Its rival Microsoft is down nearly 16 per cent, Amazon by more than 12 per cent, Alphabet (parent of Google) by nearly 14 per cent, and Meta (parent of Facebook) a massive 43 per cent. Tesla, for all the hype about Elon Musk, is down 16 per cent so far. These are beefy declines, mitigated only slightly for UK and European investors by the climb in the dollar. 

So what has happened to the FTSE100 Index this year? On Friday, it closed at 7,522, actually a tiny bit up on its opening level of 7,505 on January 4. 

The decline in valuations of the US high-tech giants does not mean they will decline commercially. They may go on doing very well. It is just that a sensible valuation for Apple may be $2trillion, not $3trillion. The change is one of mood. 

What has led to that? Well, the obvious answer is that money is no longer free.

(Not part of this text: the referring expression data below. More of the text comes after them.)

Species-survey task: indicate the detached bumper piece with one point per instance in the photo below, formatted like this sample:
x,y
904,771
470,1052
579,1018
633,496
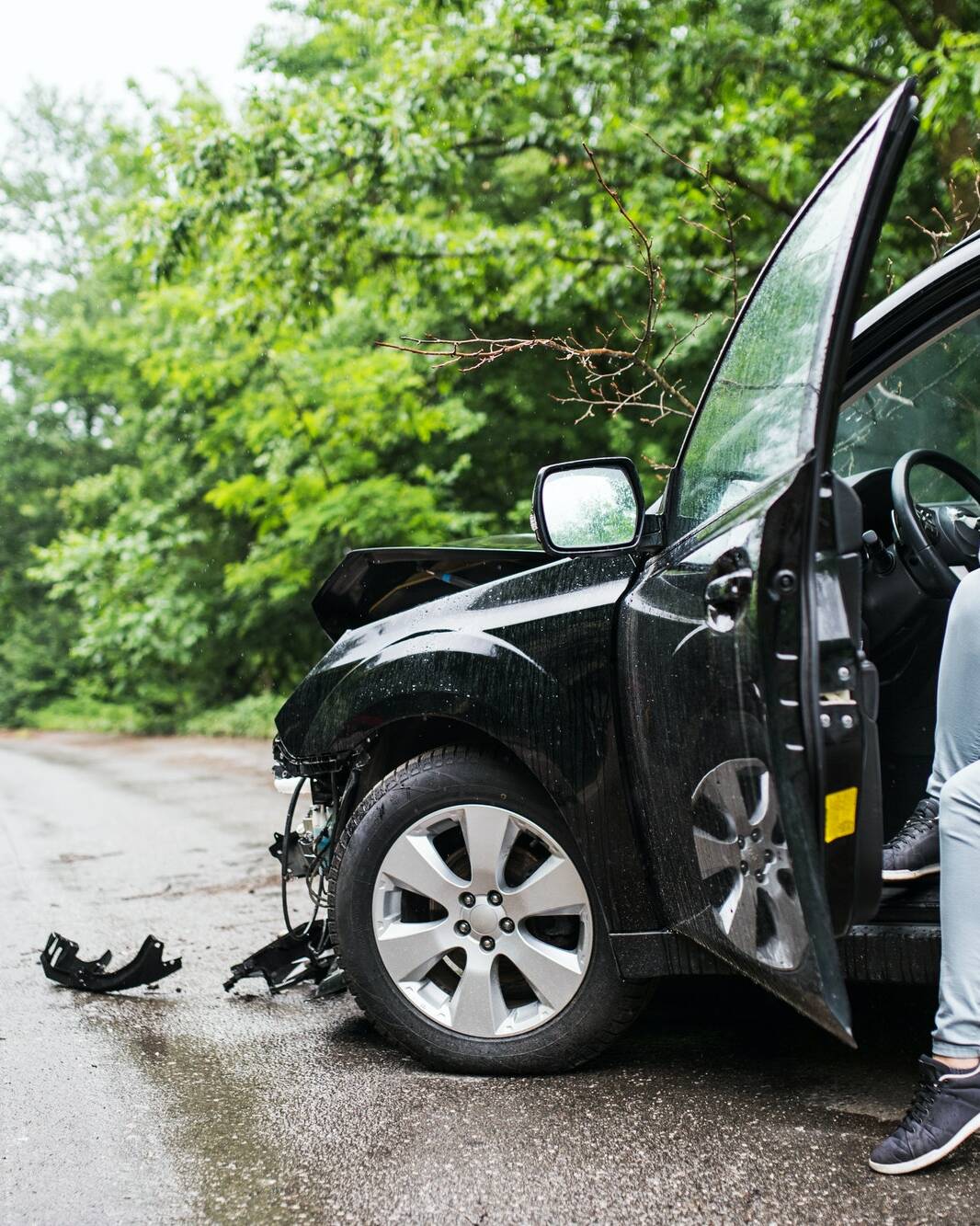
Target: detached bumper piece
x,y
293,957
62,964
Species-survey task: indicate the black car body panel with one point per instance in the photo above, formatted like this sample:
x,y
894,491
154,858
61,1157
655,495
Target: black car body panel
x,y
608,678
370,584
527,662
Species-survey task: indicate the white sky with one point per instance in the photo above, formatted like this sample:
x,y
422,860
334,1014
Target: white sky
x,y
95,45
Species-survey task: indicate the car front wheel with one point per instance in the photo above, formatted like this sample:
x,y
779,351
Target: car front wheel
x,y
467,923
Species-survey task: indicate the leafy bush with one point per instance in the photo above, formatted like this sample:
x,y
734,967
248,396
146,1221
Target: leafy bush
x,y
249,717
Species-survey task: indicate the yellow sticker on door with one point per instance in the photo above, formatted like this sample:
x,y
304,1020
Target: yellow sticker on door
x,y
840,810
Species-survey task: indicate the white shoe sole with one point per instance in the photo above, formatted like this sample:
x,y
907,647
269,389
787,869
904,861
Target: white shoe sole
x,y
908,875
938,1155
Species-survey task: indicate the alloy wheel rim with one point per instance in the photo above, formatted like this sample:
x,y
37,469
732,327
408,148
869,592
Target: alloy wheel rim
x,y
482,921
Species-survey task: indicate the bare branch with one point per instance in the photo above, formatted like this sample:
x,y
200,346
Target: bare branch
x,y
621,368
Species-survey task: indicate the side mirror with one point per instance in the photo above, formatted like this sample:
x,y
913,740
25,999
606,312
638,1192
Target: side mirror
x,y
588,507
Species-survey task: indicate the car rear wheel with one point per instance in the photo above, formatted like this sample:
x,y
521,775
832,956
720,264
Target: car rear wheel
x,y
467,923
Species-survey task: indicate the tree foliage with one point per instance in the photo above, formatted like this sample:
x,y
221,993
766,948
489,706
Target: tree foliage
x,y
196,420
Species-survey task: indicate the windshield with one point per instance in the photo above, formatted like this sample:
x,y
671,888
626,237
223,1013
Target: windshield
x,y
929,400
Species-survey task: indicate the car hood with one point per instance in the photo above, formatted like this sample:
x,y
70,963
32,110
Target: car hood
x,y
372,584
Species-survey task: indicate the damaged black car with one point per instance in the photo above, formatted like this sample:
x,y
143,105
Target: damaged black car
x,y
545,773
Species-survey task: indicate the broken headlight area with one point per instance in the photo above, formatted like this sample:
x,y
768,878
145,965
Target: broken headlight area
x,y
304,850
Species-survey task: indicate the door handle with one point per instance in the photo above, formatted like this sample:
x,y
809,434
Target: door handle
x,y
725,596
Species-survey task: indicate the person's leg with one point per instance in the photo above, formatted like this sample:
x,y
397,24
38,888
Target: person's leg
x,y
914,851
946,1111
957,1034
958,695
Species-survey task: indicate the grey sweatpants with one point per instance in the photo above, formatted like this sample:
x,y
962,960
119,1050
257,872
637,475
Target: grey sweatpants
x,y
956,781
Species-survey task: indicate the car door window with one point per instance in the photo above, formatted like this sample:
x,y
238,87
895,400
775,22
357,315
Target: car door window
x,y
929,400
756,416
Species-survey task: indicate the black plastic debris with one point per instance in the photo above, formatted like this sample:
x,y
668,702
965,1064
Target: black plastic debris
x,y
62,964
293,957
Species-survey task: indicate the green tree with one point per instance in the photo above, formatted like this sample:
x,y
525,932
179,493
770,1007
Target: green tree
x,y
196,418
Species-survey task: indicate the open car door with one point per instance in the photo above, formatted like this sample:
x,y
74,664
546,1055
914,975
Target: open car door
x,y
719,637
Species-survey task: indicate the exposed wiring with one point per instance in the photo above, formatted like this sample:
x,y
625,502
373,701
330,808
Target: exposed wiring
x,y
284,857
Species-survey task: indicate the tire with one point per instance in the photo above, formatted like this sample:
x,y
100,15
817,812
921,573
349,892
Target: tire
x,y
471,1009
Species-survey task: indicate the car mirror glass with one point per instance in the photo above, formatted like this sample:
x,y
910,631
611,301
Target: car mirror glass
x,y
589,508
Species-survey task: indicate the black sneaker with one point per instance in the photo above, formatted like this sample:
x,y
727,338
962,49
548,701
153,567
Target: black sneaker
x,y
916,850
943,1114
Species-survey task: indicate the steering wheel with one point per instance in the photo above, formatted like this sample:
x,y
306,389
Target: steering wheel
x,y
935,540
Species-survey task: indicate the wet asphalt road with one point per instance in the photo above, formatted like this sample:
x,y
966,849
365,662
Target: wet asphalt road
x,y
184,1104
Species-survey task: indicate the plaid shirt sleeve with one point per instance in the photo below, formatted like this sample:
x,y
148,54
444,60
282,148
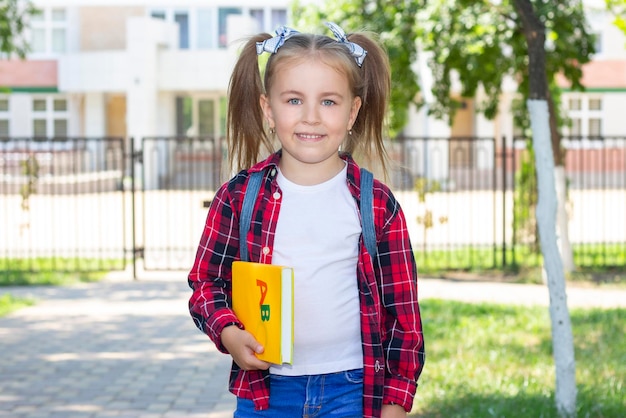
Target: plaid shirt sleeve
x,y
396,273
210,304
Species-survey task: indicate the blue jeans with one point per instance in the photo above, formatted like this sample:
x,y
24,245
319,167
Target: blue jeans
x,y
326,395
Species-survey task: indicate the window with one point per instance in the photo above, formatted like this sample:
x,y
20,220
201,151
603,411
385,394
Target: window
x,y
598,42
206,117
60,127
158,14
279,18
595,104
574,104
258,16
39,128
576,128
4,118
595,127
585,115
4,128
39,105
182,18
223,14
205,29
50,116
48,33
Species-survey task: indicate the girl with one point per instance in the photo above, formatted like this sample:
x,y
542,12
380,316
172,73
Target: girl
x,y
358,347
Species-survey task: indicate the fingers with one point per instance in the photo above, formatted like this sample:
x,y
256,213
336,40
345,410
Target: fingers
x,y
243,348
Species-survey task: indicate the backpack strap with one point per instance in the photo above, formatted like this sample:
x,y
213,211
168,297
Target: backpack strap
x,y
367,212
252,190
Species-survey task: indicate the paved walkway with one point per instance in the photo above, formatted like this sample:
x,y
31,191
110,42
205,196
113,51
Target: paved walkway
x,y
123,348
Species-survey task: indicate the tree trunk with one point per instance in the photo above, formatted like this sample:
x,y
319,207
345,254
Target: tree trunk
x,y
562,218
538,107
567,255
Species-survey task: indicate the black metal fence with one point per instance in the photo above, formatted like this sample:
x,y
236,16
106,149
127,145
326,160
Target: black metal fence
x,y
94,204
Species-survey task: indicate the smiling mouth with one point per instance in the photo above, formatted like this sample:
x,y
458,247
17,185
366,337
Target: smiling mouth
x,y
310,137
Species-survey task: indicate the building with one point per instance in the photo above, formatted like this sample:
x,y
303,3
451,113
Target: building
x,y
135,69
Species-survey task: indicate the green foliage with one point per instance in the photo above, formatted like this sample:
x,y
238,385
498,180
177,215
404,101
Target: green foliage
x,y
30,169
53,271
618,9
522,262
9,303
14,15
487,360
480,43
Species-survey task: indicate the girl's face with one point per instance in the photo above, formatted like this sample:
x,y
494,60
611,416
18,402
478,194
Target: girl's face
x,y
311,106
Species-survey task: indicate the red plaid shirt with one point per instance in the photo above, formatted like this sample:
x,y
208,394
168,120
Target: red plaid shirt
x,y
391,328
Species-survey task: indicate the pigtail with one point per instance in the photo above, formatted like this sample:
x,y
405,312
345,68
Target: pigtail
x,y
367,139
245,133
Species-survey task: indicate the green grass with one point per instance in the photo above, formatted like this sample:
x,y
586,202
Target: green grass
x,y
53,271
485,360
9,303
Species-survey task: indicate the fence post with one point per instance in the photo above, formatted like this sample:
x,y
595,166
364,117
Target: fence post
x,y
504,164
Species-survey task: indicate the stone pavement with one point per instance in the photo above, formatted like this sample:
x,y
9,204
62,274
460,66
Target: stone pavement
x,y
124,348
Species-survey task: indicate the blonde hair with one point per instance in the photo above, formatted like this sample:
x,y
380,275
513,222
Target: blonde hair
x,y
245,131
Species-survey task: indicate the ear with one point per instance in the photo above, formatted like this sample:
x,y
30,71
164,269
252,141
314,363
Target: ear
x,y
354,111
267,110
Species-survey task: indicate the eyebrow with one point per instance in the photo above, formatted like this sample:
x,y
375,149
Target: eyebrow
x,y
299,93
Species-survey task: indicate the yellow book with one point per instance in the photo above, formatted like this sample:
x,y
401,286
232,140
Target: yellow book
x,y
263,302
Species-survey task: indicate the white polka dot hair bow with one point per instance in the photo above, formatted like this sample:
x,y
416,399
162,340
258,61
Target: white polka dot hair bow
x,y
271,45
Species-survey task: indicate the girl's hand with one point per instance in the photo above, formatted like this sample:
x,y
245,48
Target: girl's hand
x,y
242,346
393,411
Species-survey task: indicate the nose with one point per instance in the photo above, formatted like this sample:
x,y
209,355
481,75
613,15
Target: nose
x,y
311,114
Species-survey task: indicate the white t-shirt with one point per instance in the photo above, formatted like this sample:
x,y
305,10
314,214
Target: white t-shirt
x,y
317,234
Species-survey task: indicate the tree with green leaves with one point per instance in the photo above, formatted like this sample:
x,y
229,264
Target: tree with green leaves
x,y
478,44
534,32
618,9
14,15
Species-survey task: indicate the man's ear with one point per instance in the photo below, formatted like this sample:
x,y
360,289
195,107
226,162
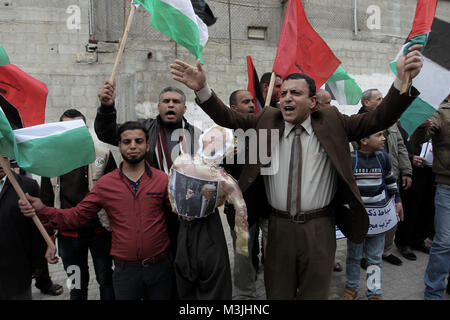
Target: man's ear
x,y
313,102
363,141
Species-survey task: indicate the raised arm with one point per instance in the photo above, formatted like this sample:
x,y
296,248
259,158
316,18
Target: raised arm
x,y
105,124
63,219
392,106
194,77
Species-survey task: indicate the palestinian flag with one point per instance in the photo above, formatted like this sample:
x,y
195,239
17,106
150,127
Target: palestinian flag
x,y
301,49
26,93
47,150
434,78
253,85
181,21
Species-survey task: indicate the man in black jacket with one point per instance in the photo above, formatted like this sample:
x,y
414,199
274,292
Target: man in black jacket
x,y
165,137
165,140
21,246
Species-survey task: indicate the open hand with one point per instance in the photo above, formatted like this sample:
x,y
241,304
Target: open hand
x,y
29,209
411,62
50,255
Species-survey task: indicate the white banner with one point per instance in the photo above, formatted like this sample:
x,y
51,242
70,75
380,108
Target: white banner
x,y
381,219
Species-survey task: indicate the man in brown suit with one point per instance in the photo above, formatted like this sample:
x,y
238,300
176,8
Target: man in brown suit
x,y
301,242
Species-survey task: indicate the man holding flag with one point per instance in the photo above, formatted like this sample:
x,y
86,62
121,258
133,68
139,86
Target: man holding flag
x,y
321,188
135,197
438,129
21,246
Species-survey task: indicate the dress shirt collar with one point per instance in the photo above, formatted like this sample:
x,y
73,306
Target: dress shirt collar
x,y
288,127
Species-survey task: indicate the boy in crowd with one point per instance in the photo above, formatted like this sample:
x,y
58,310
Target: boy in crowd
x,y
372,170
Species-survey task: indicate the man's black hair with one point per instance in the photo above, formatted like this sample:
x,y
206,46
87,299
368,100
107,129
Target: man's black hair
x,y
233,97
173,89
265,78
131,125
309,81
72,113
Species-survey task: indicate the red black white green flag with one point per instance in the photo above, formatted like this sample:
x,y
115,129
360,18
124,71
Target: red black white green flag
x,y
26,93
434,78
302,50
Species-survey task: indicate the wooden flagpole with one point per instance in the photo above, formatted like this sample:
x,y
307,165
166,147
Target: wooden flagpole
x,y
122,43
405,81
269,92
21,194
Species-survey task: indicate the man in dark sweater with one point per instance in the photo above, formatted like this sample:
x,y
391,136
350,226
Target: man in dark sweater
x,y
67,191
21,246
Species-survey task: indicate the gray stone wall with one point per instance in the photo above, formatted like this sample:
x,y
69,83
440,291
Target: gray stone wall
x,y
38,39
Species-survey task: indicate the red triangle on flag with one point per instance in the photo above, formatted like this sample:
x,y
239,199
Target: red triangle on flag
x,y
301,49
423,18
26,93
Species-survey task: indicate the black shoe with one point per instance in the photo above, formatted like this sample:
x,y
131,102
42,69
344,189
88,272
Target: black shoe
x,y
422,247
448,286
393,260
364,263
407,253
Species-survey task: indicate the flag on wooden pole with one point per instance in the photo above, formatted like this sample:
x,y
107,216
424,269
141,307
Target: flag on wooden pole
x,y
26,93
47,150
253,85
302,50
178,20
434,77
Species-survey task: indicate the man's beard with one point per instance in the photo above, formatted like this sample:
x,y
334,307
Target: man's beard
x,y
133,160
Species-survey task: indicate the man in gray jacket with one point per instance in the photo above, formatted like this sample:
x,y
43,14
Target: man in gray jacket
x,y
401,166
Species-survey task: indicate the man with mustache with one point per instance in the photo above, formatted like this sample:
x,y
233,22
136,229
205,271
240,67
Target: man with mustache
x,y
135,198
22,247
246,268
164,137
313,188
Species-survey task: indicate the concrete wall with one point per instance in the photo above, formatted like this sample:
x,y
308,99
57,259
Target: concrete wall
x,y
37,38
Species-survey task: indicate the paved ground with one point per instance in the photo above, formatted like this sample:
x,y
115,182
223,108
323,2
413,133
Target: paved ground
x,y
399,282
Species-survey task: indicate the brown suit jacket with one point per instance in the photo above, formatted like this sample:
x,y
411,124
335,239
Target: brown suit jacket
x,y
334,131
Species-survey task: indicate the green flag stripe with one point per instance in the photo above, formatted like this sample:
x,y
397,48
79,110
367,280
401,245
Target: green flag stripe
x,y
8,145
31,150
415,115
352,91
185,32
338,75
4,60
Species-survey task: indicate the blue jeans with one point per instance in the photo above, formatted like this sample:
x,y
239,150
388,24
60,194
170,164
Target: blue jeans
x,y
374,247
74,252
439,261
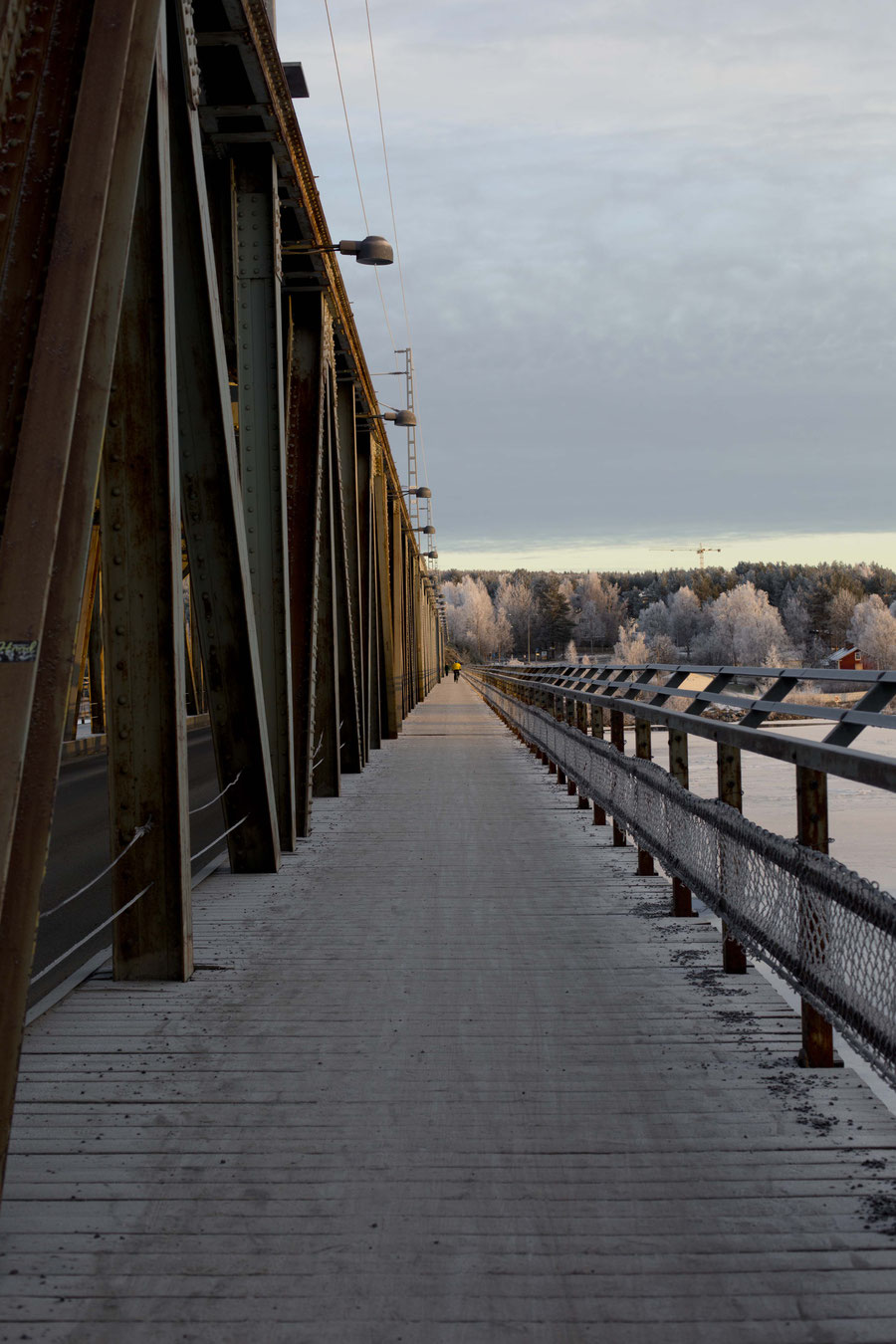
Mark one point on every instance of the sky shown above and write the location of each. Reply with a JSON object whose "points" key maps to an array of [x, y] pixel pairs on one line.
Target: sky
{"points": [[649, 254]]}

The central banks have belatedly started to increase their interest rates, but the bond markets are way ahead of them. 

Last week, the ten-year gilt yield nudged above 2 per cent in inter-day trading, the highest since 2015. The US ten-year treasuries were trading just under 3 per cent. German government ten-year bonds were just under 1 per cent, the highest since 2014. That may not sound a lot but early last month the yield was negative. 

The sharpest example of the shift in market sentiment is what has happened to Spacs – special purpose acquisition companies. 

You may remember they were all the rage a year ago – companies floated mostly in New York to buy other companies, without disclosing what those companies might be. They have been dubbed ‘blank cheque’ companies, with some justification. Well, they are still around, and the number of Spac mergers or acquisitions peaked at 104 in the last quarter of 2021.

However, now they have fallen back to 66 in the first three months of this year. There are hundreds of Spacs that have failed to find anyone to buy or partner with. Regulation is being tightened and the boom is past. So if high-tech America is losing its lustre and frothy concepts such as Spacs are no longer fashionable, what do you do? Where is safety? 

There is no easy answer, except to say that the traditional safe haven of bonds is absolutely not the place to be. 

No one knows how fast the climb in bond yields will be and how far it will go. 

But since the price of bonds moves inversely to the yield, there is a near certainty that buyers will lose money. 

The most helpful thing to note is that on a very long view, global equities have produced a real return of about 5 per cent in the UK and 6 per cent in the US. 

There are scores of large enterprises around the world providing our daily needs and those with established brands should be able to increase their prices enough to fight their way through this surge in costs. 

Not glamorous – but we need toothpaste even if we don’t need a subscription to Netflix.